Whether Saturday is the final word on winter or a taste of what will eventually come, it was a breath of fresh (warm) air. It was a reminder winter won’t last forever. It was a reprieve and a refuge.
And then Sunday brought rain. Just a little. Just enough. But Sunday brought more than overworked wipers and squishy soil. Sunday brought Easter. Easter brought remembrance of the Resurrection. The Resurrection brought hope.
Fancy seminarians and pastors like to talk of the Kingdom of God with the simply complicated phrase, “already, but not yet.” The Kingdom of God is here already, but it’s not yet here.
Easter is our grip on the already and our grasp for the not yet. It reminds us the power unleashed to us through a sentence traded at the cross, a nature conquered by the Resurrection, and a life transformed in the Spirit. It speaks loud the promise of the fullness of hope to come.
Little drops of spring, as we know them in the frigid North, stand alone as paradise found. Nothing can take away the beauty of that day. No rainy tomorrow or storms to come. The high temps, the calm climate, and the sunshine are every bit as real on those days as on the Fourth of July.
Those days are our already. They are a taste of summer.
But those days are a not yet, too. In Michigan, April weather dips, dives, ducks, and dodges before stabilizing. Saturday was wonderful, but it was just Saturday. It was an experience here and now; it was a promise of what’s to come.
Thankfully, Jesus isn’t four seasons.
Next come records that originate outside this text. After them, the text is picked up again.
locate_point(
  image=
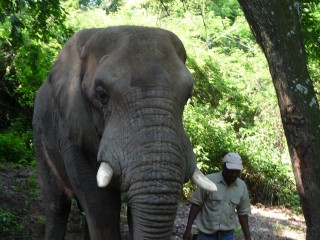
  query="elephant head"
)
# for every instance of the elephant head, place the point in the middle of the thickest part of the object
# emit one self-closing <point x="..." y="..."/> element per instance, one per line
<point x="119" y="95"/>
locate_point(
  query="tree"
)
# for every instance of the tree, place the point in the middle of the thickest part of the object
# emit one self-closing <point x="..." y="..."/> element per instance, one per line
<point x="27" y="27"/>
<point x="277" y="28"/>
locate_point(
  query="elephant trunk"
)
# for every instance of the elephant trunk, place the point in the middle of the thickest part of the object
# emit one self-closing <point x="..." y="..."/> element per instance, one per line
<point x="152" y="221"/>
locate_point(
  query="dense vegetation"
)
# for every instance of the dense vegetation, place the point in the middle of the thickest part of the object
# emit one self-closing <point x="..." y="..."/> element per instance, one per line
<point x="234" y="107"/>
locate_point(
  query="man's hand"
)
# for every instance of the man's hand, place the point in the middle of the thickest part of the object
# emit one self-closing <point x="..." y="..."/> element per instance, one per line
<point x="187" y="235"/>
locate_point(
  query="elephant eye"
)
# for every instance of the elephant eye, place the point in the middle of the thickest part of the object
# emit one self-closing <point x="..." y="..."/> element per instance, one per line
<point x="102" y="95"/>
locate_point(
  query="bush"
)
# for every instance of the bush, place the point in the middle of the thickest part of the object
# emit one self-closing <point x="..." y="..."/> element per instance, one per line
<point x="16" y="149"/>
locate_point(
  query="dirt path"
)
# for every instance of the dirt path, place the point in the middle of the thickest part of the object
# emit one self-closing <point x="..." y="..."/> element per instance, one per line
<point x="21" y="214"/>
He’s never-changing and ever-coming. When his already Kingdom meets yet, there will be no “winters” yet to come.
But while we await the finish line, the eternity before us, his Kingdom is already – indeed- but yet to come, as well.
Winter prevails not. It won’t be long before summer bursts forth, shattering the ice, the gray, and the chill.
In Michigan, summer will last for a bit.
But the sort of summer on the Kingdom of God will bring? An eternal sunshine. And no Band-aids required.